Within the company, some of Griffith’s fellow instructors are upset that she seemingly skipped the line. Some called her out specifically in her post, questioning her decision. An insider with knowledge of Griffith’s riders at SoulCycle’s outdoor rooftop location in Tribeca said a number of her regular riders had been bragging about being vaccinated while others refused to comply with the masking protocols at the location, a stress point for the staffers who have to be around them.

A current instructor told me that Griffith’s post reflected poorly on the company, and that it showed the chasm between SoulCycle’s words and its actions. This aligns with SoulCycle’s image problems of late. After reporting on the company for months, I found that staffers complained of a toxic work environment that includes its wealthy clientele acting boorishly, infighting among instructors, and a system that feeds off exclusivity while preaching values like community and togetherness.

“This is the exact problem with Soul,” a current instructor told me. “We need to practice what we preach. We are fucking angry, especially because you know bankruptcy is such a risk in this market.”

Like many group fitness brands, SoulCycle has seen the pandemic crush its revenue stateside because its studios can’t open. Griffith’s critics argued that this decision by arguably the company’s most famous instructor was a bad look for a business that’s already struggling financially.

But the outsize reaction to Griffith and SoulCycle represents a bigger story too.

There are probably many people out there who have never taken a SoulCycle class before, nor know Griffith, but do know what the brand stands for: a luxury for affluent, well-connected people. That Griffith can get the vaccine symbolizes how easy it can be for rich people to get whatever they want, ahead of everyone else, especially those who qualify under NYC’s guidelines and haven’t yet been able to schedule an appointment.

That Griffith seemingly obtained her first dose of the Moderna vaccine so easily in the midst of the state’s messy rollout and national chaos points at how inequality underscores this pandemic. And how being rich and well-connected can put you ahead of people who, by virtue of age, necessity, and vulnerability, have been deemed a priority by health officials.

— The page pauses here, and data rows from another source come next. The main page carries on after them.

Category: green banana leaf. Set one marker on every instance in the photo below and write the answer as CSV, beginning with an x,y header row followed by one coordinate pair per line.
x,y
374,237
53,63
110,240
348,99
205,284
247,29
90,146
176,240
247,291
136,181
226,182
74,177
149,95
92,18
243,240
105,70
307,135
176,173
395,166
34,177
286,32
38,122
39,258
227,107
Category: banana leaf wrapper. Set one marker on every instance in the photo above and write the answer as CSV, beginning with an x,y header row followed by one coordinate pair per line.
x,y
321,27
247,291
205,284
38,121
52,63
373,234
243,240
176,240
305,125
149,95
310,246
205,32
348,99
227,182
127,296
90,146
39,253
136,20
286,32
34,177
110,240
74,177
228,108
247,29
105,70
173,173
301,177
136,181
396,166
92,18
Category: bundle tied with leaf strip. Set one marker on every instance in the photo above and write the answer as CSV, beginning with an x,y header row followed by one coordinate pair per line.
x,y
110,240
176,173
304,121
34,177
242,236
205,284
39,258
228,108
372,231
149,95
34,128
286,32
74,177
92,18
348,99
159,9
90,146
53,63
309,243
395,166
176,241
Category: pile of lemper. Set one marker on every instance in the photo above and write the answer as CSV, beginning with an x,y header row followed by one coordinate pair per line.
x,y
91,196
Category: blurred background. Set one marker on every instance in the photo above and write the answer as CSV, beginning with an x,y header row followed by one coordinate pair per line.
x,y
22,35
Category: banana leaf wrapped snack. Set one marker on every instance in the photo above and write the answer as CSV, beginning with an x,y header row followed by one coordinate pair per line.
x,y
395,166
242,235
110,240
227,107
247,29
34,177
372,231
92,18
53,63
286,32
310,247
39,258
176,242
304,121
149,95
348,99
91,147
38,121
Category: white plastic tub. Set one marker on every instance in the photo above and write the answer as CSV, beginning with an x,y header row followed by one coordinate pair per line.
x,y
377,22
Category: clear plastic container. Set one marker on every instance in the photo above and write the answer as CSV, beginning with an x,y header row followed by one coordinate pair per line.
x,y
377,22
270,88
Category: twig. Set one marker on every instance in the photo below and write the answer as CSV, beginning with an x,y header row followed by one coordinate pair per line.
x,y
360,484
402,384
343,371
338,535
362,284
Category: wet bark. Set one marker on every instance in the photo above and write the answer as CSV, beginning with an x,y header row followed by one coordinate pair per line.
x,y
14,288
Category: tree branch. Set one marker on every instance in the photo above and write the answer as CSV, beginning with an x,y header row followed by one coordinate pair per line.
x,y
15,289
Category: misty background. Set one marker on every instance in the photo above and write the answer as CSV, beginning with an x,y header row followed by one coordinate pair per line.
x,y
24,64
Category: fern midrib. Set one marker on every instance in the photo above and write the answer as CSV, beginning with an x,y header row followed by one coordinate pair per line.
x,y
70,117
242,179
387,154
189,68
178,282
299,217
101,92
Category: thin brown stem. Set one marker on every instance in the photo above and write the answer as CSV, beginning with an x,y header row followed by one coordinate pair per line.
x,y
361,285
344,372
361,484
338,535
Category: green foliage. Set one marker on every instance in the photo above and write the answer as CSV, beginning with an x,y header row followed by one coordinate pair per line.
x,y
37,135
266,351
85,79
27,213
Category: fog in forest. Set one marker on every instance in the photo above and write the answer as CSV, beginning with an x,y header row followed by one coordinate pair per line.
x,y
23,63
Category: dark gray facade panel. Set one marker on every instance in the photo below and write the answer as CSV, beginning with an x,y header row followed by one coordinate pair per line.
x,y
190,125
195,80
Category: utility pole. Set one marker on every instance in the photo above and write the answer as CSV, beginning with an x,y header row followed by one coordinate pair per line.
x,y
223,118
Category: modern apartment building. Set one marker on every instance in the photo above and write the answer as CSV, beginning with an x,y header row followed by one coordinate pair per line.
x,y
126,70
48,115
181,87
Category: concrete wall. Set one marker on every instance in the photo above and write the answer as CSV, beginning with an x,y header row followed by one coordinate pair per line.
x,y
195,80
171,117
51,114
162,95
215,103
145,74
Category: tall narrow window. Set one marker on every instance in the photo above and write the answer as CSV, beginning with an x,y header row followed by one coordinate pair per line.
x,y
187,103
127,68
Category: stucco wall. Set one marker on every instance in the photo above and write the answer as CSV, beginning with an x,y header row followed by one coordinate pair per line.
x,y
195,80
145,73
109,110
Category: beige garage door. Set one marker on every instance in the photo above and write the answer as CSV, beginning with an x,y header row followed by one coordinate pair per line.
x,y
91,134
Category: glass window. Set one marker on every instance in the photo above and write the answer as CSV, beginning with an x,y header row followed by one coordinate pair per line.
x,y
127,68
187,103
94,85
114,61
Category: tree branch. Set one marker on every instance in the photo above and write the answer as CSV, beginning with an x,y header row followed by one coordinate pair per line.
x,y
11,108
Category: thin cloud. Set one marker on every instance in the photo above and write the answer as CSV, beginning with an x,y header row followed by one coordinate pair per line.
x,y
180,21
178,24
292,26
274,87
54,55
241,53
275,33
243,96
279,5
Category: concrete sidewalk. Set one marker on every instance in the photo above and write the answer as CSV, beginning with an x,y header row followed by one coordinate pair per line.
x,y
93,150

The question about who “deserves” the vaccine is a complicated one, and some experts argue that we should be vaccinating as many people as possible without so much concern about the order. But if there’s no order, then it undermines the system. And it remains true that the vaccine is in demand, and flanking Griffith’s account are stories about how hard it’s been for people, especially older people and people of color, to schedule appointments.

A CNN op-ed details how difficult it was for the writer to get her parents the vaccine and how the Arizona Department of Health lost their appointment records. Similar stories about glitches and struggles exist in New York City and South Carolina. In New York City’s Jackson Heights, a Covid-19 vaccination site targeting a hard-hit Latino community saw its appointments predominantly gobbled up by white people from outside the community, CNN reported. There are also reports of vaccines being dumped, and stories of shortages too.

On Monday, Griffith posted an apology on Instagram.

“I want to apologize from the bottom of my heart for my recent action in receiving the vaccine,” she wrote. “I made a terrible error in judgment and for that I’m truly sorry.”

Griffith did not allow comments on the post. She is still on the company’s schedule.